On Fri, Feb 24, 2023 at 10:34:10AM +0800, Hillf Danton wrote:
> On Thu, Feb 09, 2023 at 12:01:50PM -0300, Marcelo Tosatti wrote:
> > This patch series addresses the following two problems:
> > 
> >     1. A customer provided some evidence which indicates that
> >        the idle tick was stopped; albeit, CPU-specific vmstat
> >        counters still remained populated.
> > 
> >        Thus one can only assume quiet_vmstat() was not
> >        invoked on return to the idle loop. If I understand
> >        correctly, I suspect this divergence might erroneously
> >        prevent a reclaim attempt by kswapd. If the number of
> >        zone specific free pages are below their per-cpu drift
> >        value then zone_page_state_snapshot() is used to
> >        compute a more accurate view of the aforementioned
> >        statistic.  Thus any task blocked on the NUMA node
> >        specific pfmemalloc_wait queue will be unable to make
> >        significant progress via direct reclaim unless it is
> >        killed after being woken up by kswapd
> >        (see throttle_direct_reclaim())
> > 
> >     2. With a SCHED_FIFO task that busy loops on a given CPU,
> >        and kworker for that CPU at SCHED_OTHER priority,
> >        queuing work to sync per-vmstats will either cause that
> >        work to never execute, or stalld (i.e. stall daemon)

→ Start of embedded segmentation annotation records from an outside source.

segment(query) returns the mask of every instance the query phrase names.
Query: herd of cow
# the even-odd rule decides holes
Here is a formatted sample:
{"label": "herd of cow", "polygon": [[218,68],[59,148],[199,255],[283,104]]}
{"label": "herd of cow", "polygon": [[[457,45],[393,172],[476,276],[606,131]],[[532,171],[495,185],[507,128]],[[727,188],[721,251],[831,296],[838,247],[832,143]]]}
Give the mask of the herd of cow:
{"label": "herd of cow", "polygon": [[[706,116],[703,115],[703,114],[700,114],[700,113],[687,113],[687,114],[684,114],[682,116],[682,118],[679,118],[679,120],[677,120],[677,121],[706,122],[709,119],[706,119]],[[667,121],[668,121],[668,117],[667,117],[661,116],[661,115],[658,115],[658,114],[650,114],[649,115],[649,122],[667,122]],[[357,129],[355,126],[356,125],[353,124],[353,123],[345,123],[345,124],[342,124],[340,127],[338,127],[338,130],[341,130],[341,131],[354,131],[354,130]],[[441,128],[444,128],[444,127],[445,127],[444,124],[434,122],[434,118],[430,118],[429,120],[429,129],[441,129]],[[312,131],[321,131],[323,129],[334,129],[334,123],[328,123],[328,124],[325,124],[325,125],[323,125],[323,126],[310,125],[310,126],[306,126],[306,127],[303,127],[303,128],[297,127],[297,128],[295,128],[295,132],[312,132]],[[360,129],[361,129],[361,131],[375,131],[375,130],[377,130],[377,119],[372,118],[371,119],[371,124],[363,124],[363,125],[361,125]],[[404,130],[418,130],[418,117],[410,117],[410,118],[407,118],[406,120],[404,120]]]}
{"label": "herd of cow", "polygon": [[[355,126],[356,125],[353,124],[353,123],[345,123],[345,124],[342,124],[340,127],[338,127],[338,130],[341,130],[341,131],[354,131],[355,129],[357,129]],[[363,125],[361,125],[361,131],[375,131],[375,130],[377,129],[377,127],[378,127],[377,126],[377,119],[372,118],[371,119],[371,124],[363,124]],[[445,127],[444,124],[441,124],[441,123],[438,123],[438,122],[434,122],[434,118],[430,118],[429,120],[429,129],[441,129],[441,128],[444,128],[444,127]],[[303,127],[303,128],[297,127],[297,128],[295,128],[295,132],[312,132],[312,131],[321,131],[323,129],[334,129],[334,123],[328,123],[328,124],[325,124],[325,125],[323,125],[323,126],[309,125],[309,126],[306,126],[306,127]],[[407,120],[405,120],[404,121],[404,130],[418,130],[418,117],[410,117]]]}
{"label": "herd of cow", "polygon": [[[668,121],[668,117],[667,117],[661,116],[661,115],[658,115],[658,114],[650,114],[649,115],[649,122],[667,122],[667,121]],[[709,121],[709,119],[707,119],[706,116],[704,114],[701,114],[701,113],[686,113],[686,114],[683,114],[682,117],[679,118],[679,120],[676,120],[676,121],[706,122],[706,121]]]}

> >        boosts kworker priority which causes a latency
> >        violation
> > 
> > By having vmstat_shepherd flush the per-CPU counters to the
> > global counters from remote CPUs.
> > 
> > This is done using cmpxchg to manipulate the counters,
> > both CPU locally (via the account functions),
> > and remotely (via cpu_vm_stats_fold).
> 
> Frankly another case of bandaid[1] ?
> 
> [1] https://lore.kernel.org/lkml/20230223150624.GA29739@lst.de/

Only if you disable per-CPU vmstat counters for isolated CPUs
(then maintenance of the data structures in isolated CPUs is
not necessary).

Which would be terrible for performance, however.